Security in Active Directory

Microsoft Local Administrator Password Solution (LAPS) is used to randomize and rotate local administrator passwords on Windows hosts and prevent lateral movement.

Group Policy Objects (GPOs) are virtual collections of policy settings that can be applied to specific users, groups, and computers at the OU level. Some of them are:

• Account Policies - Manage how user accounts interact with the domain. These include the password policy, account lockout policy, and Kerberos-related settings such as the lifetime of Kerberos tickets

• Local Policies - These apply to a specific computer and include the security event audit policy, user rights assignments (user privileges on a host), and specific security settings such as the ability to install drivers, whether the administrator and guest accounts are enabled, renaming the guest and administrator accounts, preventing users from installing printers or using removable media, and a variety of network access and network security controls.
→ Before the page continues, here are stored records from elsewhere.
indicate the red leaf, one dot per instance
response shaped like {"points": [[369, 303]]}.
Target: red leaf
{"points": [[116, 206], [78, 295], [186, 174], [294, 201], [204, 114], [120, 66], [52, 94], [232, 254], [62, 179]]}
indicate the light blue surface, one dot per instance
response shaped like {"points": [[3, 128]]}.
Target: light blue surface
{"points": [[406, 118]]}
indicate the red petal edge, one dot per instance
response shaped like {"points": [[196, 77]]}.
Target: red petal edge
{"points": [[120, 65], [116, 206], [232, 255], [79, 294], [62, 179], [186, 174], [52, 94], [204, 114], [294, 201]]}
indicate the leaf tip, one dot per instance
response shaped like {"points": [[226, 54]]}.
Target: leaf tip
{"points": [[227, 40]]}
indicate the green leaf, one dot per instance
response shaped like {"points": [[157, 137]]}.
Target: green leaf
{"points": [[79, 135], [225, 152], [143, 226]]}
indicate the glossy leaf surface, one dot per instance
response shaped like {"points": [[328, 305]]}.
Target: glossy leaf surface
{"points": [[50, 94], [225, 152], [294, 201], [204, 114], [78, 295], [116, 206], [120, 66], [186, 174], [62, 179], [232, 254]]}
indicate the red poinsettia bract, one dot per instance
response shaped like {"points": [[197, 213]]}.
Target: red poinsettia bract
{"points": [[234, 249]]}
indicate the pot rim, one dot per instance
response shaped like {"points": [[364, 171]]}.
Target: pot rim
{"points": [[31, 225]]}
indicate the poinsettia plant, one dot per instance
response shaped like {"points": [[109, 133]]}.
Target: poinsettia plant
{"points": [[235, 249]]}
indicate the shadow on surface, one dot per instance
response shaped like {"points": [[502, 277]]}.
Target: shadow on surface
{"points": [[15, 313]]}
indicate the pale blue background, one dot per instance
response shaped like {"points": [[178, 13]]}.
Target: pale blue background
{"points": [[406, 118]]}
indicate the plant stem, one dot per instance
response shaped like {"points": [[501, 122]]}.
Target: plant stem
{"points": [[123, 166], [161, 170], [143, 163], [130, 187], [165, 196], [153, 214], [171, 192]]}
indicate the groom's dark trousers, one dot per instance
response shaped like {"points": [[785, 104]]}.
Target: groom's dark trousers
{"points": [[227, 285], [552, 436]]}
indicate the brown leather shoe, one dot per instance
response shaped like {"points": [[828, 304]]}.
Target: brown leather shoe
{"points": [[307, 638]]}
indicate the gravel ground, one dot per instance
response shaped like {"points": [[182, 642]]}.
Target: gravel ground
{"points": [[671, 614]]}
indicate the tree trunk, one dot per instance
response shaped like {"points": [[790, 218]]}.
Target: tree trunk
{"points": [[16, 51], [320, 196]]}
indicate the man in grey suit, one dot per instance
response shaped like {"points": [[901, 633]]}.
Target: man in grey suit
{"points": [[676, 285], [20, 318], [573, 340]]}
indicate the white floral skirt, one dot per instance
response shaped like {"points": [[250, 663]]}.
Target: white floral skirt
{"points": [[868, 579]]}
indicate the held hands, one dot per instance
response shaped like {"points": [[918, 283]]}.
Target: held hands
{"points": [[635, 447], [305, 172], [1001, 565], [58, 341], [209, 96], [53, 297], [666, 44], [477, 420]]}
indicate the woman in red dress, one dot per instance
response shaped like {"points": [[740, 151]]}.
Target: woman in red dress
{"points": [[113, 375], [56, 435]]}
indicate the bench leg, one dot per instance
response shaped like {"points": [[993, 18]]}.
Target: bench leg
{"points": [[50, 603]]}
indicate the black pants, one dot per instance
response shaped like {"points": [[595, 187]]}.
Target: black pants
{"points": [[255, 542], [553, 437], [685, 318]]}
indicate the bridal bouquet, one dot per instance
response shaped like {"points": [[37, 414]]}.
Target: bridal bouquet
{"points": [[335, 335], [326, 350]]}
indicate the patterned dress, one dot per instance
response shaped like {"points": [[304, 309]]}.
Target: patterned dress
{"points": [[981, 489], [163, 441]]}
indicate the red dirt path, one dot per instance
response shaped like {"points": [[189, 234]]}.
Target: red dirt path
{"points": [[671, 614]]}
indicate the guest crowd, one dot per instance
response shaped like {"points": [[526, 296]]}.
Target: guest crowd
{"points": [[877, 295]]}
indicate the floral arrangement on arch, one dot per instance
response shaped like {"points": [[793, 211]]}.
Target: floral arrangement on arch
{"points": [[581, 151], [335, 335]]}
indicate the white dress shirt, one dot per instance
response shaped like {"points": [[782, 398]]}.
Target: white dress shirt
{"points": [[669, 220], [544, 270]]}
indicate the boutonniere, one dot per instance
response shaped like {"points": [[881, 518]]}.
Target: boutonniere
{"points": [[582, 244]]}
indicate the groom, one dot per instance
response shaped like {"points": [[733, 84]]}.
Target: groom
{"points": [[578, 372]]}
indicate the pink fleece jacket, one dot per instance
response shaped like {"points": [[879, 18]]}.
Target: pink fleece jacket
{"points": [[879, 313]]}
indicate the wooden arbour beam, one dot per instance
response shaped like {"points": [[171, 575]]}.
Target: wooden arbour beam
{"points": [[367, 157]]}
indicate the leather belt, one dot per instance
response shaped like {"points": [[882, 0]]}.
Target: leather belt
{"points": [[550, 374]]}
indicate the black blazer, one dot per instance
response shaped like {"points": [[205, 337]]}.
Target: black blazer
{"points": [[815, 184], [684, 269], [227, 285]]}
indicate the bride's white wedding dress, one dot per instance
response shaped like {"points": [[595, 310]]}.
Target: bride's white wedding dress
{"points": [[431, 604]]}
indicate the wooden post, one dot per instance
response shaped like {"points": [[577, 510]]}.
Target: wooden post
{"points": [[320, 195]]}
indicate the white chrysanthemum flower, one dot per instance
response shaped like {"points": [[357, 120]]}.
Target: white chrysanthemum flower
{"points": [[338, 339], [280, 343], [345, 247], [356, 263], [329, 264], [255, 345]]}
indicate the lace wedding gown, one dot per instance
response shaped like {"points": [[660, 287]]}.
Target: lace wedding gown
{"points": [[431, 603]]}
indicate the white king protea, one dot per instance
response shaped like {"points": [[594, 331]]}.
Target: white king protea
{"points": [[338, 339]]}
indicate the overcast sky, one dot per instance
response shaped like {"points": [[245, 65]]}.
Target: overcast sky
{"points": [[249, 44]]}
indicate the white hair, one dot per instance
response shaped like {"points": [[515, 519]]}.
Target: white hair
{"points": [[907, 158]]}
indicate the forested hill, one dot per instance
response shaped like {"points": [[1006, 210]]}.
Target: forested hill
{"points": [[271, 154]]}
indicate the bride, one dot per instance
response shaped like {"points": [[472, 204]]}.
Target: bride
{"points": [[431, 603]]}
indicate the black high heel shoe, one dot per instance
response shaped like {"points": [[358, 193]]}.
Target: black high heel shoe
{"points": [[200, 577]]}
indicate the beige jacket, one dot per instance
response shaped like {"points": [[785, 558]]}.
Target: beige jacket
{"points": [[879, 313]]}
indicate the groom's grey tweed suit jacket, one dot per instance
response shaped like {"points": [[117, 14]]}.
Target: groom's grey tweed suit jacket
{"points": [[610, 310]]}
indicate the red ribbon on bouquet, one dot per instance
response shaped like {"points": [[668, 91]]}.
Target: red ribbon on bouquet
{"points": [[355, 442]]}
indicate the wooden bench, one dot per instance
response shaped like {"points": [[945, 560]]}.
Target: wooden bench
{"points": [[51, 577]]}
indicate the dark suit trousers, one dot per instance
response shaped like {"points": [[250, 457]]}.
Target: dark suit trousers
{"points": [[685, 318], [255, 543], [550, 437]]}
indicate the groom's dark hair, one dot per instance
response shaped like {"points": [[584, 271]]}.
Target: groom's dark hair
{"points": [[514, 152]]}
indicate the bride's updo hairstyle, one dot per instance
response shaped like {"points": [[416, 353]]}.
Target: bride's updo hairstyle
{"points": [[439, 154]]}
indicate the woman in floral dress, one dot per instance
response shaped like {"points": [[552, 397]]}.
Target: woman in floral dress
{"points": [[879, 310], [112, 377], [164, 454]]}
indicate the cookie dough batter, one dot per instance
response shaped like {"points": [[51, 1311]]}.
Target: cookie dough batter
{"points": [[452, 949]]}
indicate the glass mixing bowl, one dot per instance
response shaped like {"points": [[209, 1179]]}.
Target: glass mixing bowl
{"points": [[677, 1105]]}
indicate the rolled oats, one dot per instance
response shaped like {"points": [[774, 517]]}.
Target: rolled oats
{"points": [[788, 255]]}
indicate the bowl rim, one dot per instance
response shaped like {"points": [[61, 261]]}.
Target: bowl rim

• Software Restriction Policies - Settings to control what software can be run on a host.

• Application Control Policies - Settings to control which applications can be run by certain users/groups. This may include blocking certain users from running all executables, Windows Installer files, scripts, etc. Administrators use AppLocker to restrict access to certain types of applications and files. It is not uncommon to see organizations block access to CMD and PowerShell (among other executables) for users that do not require them for their day-to-day job. These policies are imperfect and can often be bypassed but necessary for a defense-in-depth strategy.

• Advanced Audit Policy Configuration - A variety of settings that can be adjusted to audit activities such as file access or modification, account logon/logoff, policy changes, privilege usage, and more.

The Windows Server Update Service (WSUS) can be installed as a role on a Windows Server and can be used to minimize the manual task of patching Windows systems. System Center Configuration Manager (SCCM) is a paid solution that relies on the WSUS Windows Server role being installed and offers more features than WSUS on its own. A patch management solution can help ensure timely deployment of patches and maximize coverage, making sure that no hosts miss critical security patches.

Group Managed Service Accounts (gMSA) - A gMSA is an account managed by the domain that offers a higher level of security than other types of service accounts for use with non-interactive applications, services, processes, and tasks that are run automatically but require credentials to run.

Administrators must have two separate accounts. One for their day-to-day work and a second for any administrative tasks they must perform.